Ksenia Ashrafullina é uma das visadas neste caso de partilha de dados pela Câmara de Lisboa – que enviou esses dados para a Rússia. Perante esta sentença, a ativista diz ter dúvidas sobre a aplicação da coima.
Questionada sobre se considera que devia receber uma parte desta coima, Ksenia Ashrafullina afirma que sim, uma vez que estes manifestantes “perderam uma grande parte da vida e não podem voltar para a Rússia”.
O que é o Russiagate?
O caso remonta a junho de 2021, altura em que o jornal Observador revelou que a Câmara Municipal de Lisboa – na altura liderada por Fernando Medina – tinha divulgado dados de manifestantes anti-Putin ao governo russo.
Tratava-se de um e-mail enviado pela Câmara de Lisboa à embaixada russa em Lisboa e ao Ministério dos Negócios Estrangeiros da Rússia.
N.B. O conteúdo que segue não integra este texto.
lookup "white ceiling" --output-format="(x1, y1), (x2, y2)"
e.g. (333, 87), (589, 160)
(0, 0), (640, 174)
Nesse mail constavam os nomes, as moradas e os contactos telefónicos de três manifestantes que tinham organizado e marcado presença, em janeiro desse ano, numa manifestação em frente à embaixada russa em Portugal.
O protesto tinha sido organizado para contestar a detenção de Alexey Navalny, um opositor de Vladimir Putin que acabaria por morrer – morte que a comunidade internacional atribuiu ao regime do Kremlin.
O caso fez tremer o executivo socialista, que assumiu o erro e escaldar a oposição. Fernando Medina acabaria por exonerar o encarregado de proteção de dados da Câmara Municipal de Lisboa, Luís Feliciano, que viria a ser contratado por Carlos Moedas para o seu gabinete.